IBM  Data Science  Experience

Working with Object Storage in Data Science Experience - Python Edition

In this post I'll run through some code needed to read and write data in CSV and JSON formats in Object Storage. This is the storage associated with your Data Science Experience account, which works great for any kind of flat file storage.

Getting Started



To work with Object Storage you will need your API credentials to authenticate your account. In Data Science Experience notebooks you can find your data by clicking the 1001 icon in the top right, which opens a right side panel showing your data assets. The screenshot below shows the options you have when you click Insert to code for a CSV file in a Python notebook:

As you can see, you can easily insert this CSV file as any of the most popular data types in Python with one click. By choosing one of the first three options, code is inserted into your notebook that leaves you with an object named something like df_data_1 that will be ready for analysis.

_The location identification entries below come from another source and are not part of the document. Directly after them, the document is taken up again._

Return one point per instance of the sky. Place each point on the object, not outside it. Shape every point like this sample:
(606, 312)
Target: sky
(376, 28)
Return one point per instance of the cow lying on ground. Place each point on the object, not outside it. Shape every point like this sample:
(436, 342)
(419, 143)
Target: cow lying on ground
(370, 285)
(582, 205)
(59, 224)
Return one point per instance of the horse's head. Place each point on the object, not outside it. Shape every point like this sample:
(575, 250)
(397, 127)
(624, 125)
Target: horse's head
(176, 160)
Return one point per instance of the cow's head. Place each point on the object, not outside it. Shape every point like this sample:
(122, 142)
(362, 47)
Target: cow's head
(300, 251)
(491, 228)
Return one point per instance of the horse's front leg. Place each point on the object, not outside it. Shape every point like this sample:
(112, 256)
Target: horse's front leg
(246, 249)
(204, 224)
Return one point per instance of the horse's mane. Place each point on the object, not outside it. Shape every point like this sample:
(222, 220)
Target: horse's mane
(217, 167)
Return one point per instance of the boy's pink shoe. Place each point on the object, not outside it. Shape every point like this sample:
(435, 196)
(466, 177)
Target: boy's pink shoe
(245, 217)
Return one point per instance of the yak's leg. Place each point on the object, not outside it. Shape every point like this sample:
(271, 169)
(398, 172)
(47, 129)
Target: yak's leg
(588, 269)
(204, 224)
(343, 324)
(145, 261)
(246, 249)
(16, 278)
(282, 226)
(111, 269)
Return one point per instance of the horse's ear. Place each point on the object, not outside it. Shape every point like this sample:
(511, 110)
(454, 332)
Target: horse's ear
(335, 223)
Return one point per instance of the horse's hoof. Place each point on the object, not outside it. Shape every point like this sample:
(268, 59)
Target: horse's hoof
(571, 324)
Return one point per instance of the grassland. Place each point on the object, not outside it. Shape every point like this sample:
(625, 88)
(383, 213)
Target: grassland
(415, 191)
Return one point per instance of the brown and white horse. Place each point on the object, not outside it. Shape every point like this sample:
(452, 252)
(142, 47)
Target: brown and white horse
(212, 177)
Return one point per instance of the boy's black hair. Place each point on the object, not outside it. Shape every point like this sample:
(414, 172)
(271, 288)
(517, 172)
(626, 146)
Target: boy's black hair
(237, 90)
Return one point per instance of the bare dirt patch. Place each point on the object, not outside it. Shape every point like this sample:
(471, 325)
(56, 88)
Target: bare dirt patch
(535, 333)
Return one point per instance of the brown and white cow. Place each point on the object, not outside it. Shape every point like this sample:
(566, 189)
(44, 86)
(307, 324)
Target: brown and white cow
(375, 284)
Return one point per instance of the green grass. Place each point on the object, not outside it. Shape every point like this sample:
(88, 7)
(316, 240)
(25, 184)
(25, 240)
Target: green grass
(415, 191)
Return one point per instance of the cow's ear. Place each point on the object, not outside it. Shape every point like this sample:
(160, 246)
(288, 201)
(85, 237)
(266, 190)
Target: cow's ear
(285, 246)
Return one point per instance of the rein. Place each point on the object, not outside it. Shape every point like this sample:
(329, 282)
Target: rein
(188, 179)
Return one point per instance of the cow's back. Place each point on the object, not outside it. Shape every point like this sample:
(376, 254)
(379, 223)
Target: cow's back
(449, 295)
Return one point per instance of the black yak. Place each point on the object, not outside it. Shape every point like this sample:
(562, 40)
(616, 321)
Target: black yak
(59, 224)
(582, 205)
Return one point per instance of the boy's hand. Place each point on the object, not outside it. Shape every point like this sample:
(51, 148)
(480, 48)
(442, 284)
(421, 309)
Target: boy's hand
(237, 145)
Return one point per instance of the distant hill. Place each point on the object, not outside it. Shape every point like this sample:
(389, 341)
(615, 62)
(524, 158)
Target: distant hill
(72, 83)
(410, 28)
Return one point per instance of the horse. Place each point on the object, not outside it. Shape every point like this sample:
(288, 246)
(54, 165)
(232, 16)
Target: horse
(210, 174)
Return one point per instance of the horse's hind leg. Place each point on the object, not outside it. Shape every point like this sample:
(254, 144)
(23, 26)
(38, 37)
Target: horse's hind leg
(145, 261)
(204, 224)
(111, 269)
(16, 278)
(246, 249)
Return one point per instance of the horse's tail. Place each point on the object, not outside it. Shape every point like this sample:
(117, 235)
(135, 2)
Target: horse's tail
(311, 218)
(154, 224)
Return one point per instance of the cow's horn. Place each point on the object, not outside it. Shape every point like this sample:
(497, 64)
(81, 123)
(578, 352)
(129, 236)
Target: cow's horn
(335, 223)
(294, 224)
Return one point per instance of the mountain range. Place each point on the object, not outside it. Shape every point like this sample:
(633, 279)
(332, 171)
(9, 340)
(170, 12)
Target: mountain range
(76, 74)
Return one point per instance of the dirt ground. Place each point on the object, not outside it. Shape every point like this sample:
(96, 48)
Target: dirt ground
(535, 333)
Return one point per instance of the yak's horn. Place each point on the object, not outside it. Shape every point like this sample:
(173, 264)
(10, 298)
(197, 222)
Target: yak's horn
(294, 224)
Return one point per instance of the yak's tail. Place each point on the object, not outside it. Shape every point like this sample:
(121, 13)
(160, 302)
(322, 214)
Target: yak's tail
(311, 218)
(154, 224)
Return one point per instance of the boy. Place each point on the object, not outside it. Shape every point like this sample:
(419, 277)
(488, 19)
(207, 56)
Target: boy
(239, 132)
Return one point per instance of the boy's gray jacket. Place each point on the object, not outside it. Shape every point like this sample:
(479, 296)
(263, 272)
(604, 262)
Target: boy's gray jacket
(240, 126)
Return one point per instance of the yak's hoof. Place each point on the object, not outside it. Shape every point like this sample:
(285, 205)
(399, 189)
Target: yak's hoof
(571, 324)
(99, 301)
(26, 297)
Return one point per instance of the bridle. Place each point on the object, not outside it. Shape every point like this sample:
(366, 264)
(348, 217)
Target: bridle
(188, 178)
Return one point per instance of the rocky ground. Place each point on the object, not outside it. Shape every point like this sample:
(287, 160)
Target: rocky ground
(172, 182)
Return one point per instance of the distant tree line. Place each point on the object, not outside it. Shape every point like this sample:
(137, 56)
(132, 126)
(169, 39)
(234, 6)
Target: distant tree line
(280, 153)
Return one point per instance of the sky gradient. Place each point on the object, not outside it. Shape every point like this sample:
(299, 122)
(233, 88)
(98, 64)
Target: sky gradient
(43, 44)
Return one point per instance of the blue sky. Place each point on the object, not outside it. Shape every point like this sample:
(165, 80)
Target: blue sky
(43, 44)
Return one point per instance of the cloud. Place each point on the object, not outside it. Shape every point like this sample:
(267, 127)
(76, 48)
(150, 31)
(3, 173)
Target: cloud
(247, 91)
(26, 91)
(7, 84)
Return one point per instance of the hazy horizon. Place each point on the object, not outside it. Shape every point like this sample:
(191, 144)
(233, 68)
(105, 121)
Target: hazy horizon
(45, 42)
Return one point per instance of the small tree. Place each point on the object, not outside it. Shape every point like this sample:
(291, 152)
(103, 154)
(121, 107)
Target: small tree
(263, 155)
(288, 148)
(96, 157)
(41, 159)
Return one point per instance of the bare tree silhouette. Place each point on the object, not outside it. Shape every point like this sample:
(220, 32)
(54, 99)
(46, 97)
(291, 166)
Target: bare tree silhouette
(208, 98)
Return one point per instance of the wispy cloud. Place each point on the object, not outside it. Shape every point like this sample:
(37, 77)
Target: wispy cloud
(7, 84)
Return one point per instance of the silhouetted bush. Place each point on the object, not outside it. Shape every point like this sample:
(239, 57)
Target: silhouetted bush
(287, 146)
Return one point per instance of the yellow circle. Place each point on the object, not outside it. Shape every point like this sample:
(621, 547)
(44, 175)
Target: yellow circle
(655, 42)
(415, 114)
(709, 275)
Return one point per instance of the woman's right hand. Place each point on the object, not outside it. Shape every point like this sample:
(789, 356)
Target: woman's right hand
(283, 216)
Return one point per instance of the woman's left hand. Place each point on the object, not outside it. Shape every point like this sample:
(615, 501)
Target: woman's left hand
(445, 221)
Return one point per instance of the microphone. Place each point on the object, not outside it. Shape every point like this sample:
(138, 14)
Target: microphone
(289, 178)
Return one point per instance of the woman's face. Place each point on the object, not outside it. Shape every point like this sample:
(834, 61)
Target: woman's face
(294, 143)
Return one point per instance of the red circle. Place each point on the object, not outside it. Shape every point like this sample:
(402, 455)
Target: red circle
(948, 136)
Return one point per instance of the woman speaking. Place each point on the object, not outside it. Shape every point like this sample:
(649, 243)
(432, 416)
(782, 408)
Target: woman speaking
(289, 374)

For the purposes of this post, click Insert Credentials so that you have the object storage API credentials as an object available for use. Inserting credentials in a Python notebook creates code that looks like this:

credentials_1 = {  
  'auth_url':'https://identity.open.softlayer.com',
  'project':'object_storage_9-----3',
  'project_id':'7babac2********e0',
  'region':'dallas',
  'user_id':'9603b8************70f',
  'domain_id':'2c66d***********b9d26',
  'domain_name':'1026***',
  'username':'member_******************',
  'password':"""***************""",
  'container':'TemplateNotebooks',
  'tenantId':'undefined',
  'filename':'data_by_var.json'
}

Reading from Object Storage

As mentioned previously, if you want to read CSV data from Object Storage in a notebook, you can do it with one click.

If you are working with JSON data, you only have the option to insert the credentials for the data file to code. You can use the code snippet below to read the JSON data into a Python object:

Reading JSON

Update 12/02/2016 - Data Science Experience now supports one-click importing of JSON data inside Python and R notebooks. The code below will still work in DSX and may be helpful for reference.

from io import BytesIO  
import requests  
import json  
import pandas as pd

def get_data(credentials):  
    """This functions returns a StringIO object containing
    the file content from Bluemix Object Storage V3."""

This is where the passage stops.